Nature Publishes Correction to Protein Aggregation Study
A correction was published in Nature regarding a 2018 article on cotranslational assembly of protein complexes in eukaryotes, specifically addressing errors in Extended Data Figures 2a and 4d. Multiple news sources reported that the errors stemmed from misannotated strains during figure preparation.
The original article, published online August 29, 2018, investigated protein aggregation, protein interaction networks, ribosome function, protein quality control, and chaperone activity. According to Nature, the assays for multiple strains were performed together on the same petri dish, sharing a wild-type control, which led to the errors.
While the figures have been updated to reflect the correct strain annotations, the authors maintain that these changes do not alter the study's overall findings or conclusions about protein quality control and chaperone activity, according to multiple sources.
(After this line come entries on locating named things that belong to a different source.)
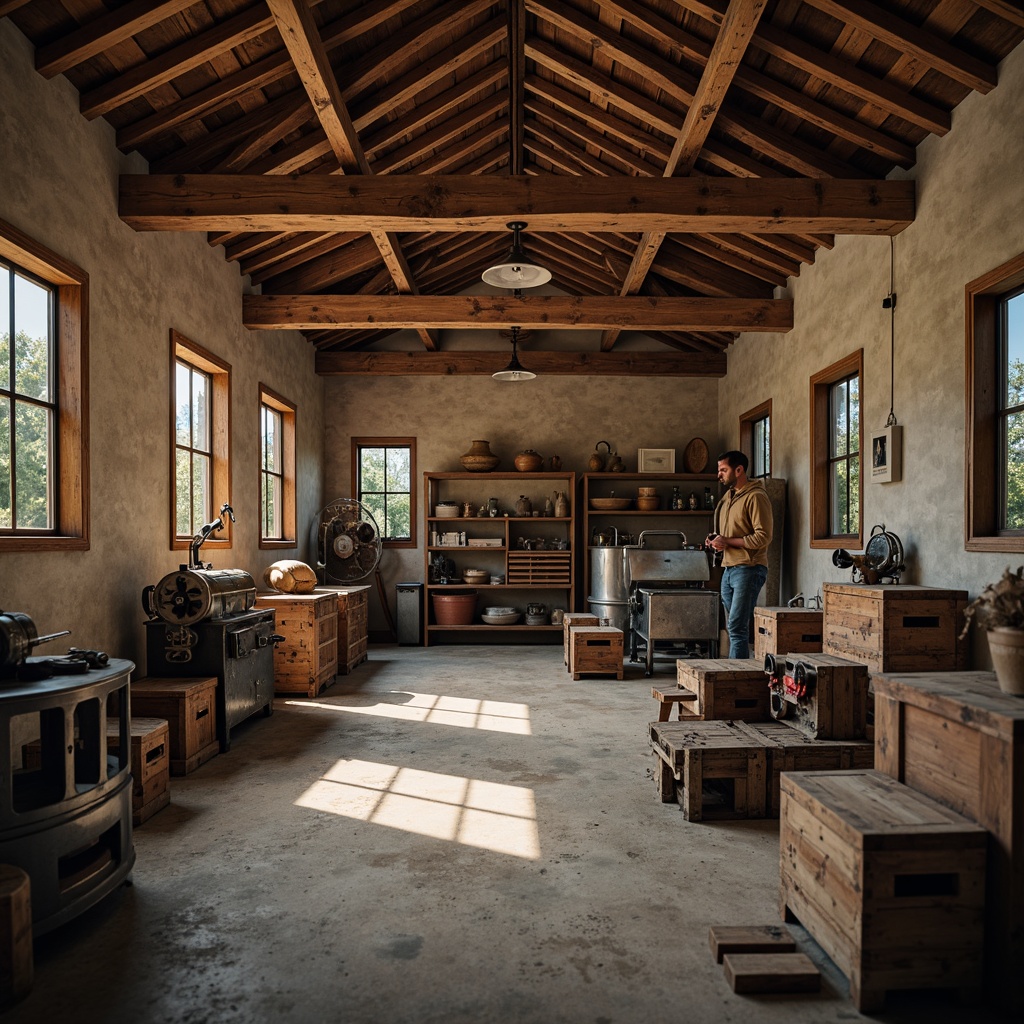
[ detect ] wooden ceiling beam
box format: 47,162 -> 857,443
315,349 -> 727,377
119,174 -> 915,234
242,295 -> 793,332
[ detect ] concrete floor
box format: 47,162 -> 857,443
4,646 -> 999,1024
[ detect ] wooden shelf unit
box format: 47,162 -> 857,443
423,472 -> 577,646
577,473 -> 719,601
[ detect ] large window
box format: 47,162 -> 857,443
966,254 -> 1024,552
739,398 -> 771,478
259,384 -> 296,548
811,349 -> 863,548
0,221 -> 89,551
171,331 -> 231,548
352,437 -> 416,548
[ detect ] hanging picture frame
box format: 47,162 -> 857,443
869,426 -> 903,483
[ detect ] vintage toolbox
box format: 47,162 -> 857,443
764,654 -> 869,739
256,591 -> 338,697
754,606 -> 823,662
131,676 -> 220,775
874,672 -> 1024,1013
821,583 -> 967,674
676,657 -> 771,722
779,771 -> 987,1013
569,626 -> 625,679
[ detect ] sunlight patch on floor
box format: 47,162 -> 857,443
295,760 -> 541,860
285,690 -> 531,736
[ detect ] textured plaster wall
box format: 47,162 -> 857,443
324,372 -> 719,629
0,20 -> 324,665
719,39 -> 1024,657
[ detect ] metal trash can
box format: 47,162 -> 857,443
394,583 -> 423,647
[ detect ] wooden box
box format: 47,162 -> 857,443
131,676 -> 220,775
106,716 -> 171,825
874,672 -> 1024,1012
676,657 -> 771,722
821,583 -> 967,674
754,607 -> 823,663
765,654 -> 868,739
316,584 -> 370,676
569,626 -> 625,679
562,611 -> 600,669
779,771 -> 987,1012
650,722 -> 769,821
256,591 -> 338,697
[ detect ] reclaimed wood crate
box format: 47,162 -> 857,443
562,611 -> 601,669
569,626 -> 625,679
130,676 -> 220,775
874,672 -> 1024,1013
256,591 -> 338,697
779,771 -> 987,1013
650,722 -> 769,821
106,716 -> 171,825
754,606 -> 824,662
821,583 -> 967,674
676,657 -> 771,722
766,654 -> 870,739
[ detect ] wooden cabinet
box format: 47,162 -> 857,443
423,472 -> 577,646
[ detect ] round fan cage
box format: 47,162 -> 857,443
310,498 -> 384,584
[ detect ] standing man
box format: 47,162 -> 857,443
705,452 -> 773,657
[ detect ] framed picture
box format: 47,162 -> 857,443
637,449 -> 676,473
869,427 -> 903,483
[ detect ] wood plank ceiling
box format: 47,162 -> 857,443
0,0 -> 1024,376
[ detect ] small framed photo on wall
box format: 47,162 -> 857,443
868,426 -> 903,483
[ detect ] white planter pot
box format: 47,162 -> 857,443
988,627 -> 1024,696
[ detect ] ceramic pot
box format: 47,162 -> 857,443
459,441 -> 501,473
988,627 -> 1024,697
515,449 -> 544,473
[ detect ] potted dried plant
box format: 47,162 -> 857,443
961,565 -> 1024,696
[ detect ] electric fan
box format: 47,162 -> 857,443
310,498 -> 384,584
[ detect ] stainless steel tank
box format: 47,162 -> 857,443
587,545 -> 630,633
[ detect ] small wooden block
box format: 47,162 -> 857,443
723,953 -> 821,995
708,925 -> 797,964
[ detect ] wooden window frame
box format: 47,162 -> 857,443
739,398 -> 772,479
964,253 -> 1024,553
351,437 -> 419,548
257,382 -> 298,551
810,348 -> 864,549
168,328 -> 231,551
0,220 -> 90,551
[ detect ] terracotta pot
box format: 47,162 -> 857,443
988,627 -> 1024,697
459,441 -> 501,473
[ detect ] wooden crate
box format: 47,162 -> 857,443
106,716 -> 171,825
874,672 -> 1024,1013
821,583 -> 967,674
256,591 -> 338,697
562,611 -> 600,669
754,607 -> 823,663
766,654 -> 869,739
744,722 -> 874,818
569,626 -> 625,679
676,657 -> 771,722
131,676 -> 220,775
650,722 -> 769,821
779,771 -> 987,1012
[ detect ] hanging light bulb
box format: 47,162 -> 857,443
490,327 -> 537,381
480,220 -> 551,288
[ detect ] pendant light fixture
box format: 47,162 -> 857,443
481,220 -> 551,288
490,327 -> 537,381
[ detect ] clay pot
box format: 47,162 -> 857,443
515,449 -> 544,473
459,441 -> 501,473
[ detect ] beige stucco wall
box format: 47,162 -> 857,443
0,19 -> 324,665
719,39 -> 1024,660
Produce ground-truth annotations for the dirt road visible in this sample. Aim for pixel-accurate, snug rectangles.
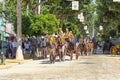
[0,55,120,80]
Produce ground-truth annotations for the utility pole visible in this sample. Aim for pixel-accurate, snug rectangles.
[16,0,24,63]
[0,0,5,65]
[38,0,41,14]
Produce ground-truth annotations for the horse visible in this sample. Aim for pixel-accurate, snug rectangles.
[56,35,66,61]
[103,42,110,54]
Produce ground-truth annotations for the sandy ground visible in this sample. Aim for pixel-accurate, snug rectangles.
[0,55,120,80]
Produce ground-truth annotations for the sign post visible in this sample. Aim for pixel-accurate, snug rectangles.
[72,1,79,10]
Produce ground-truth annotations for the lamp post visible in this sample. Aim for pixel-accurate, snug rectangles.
[16,0,24,63]
[0,0,5,65]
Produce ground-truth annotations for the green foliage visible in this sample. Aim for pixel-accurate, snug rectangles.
[63,21,80,36]
[30,14,60,35]
[109,29,116,37]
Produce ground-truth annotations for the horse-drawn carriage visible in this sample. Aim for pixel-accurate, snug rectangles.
[110,38,120,55]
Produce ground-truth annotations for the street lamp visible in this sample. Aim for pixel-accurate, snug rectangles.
[99,26,103,31]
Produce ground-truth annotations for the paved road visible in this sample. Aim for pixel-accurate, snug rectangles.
[0,54,120,80]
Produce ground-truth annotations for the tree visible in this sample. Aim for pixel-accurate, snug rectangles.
[31,14,60,35]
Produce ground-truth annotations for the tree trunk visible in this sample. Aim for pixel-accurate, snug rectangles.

The corrected figures are now available as Fig. 1.
The news of the correction comes amidst other scientific developments and global challenges. Other news includes the release of new open-source speech-to-text models by Mistral AI, a European company founded by Meta and Google DeepMind alumni. These models, Voxtral Mini Transcribe V2 and Voxtral Realtime, are designed for batch and real-time transcription and translation between 13 languages. Wired reported that the latter potentially enables seamless multilingual conversation by 2026. The models are smaller and more efficient than competitors and can run locally on devices, addressing privacy concerns.